On se souviendra du fameux lock-out au quotidien Le Journal de Montréal. Les journalistes fondent alors un journal en ligne baptisé RUE FRONTENAC. Le journaliste David Patry-Cloutier est de l’équipe des journalistes en lock-out et se joint avec ses collègues à RUE FRONTENAC. Monsieur Patry a accordé une excellente couverture de presse à la Fondation littéraire Fleur de Lys dans Le Journal de Montréal et c’est en lui donnant une nouvelle exclusive que nous le remercions. En effet, la Fondation littéraire Fleur de Lys découvre que la Bibliothèque de l’Universivité McGill se porte acquéreur d’un appareil d’impression à la demande, l’Espresso Book Machine (EBM), et nous en informons monsieur Patry.

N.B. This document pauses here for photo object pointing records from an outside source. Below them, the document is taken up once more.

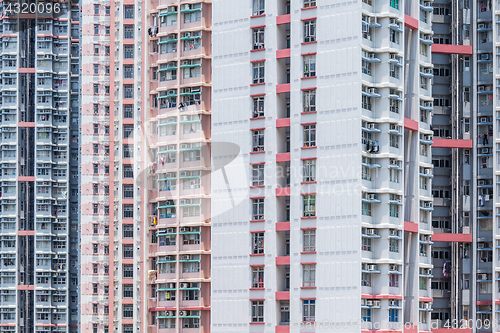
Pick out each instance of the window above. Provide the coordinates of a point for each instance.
(258, 107)
(194, 15)
(309, 244)
(366, 244)
(258, 242)
(128, 251)
(258, 140)
(309, 100)
(394, 36)
(258, 311)
(258, 175)
(128, 231)
(366, 209)
(128, 51)
(366, 279)
(309, 169)
(394, 280)
(258, 277)
(394, 71)
(309, 275)
(308, 310)
(258, 38)
(128, 91)
(128, 71)
(258, 72)
(258, 7)
(309, 205)
(394, 175)
(309, 135)
(394, 245)
(258, 209)
(310, 31)
(128, 211)
(310, 65)
(128, 311)
(366, 314)
(366, 67)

Son article s’intitulera RÉVOLUTION: UN EXEMPLAIRE À LA FOIS.

rue-frontenac

Révolution: un exemplaire à la fois

Spectacles – Livres
Écrit par David Patry-Cloutier
Samedi, 21 février 2009 13:14
Mise à jour le Mardi, 17 mars 2009 20:37

La révolution du monde de l’édition est à la porte du Québec. L’Université McGill vient d’acquérir le premier «guichet automatique du livre», capable d’imprimer des ouvrages un à un, sur demande, a appris RueFrontenac.com.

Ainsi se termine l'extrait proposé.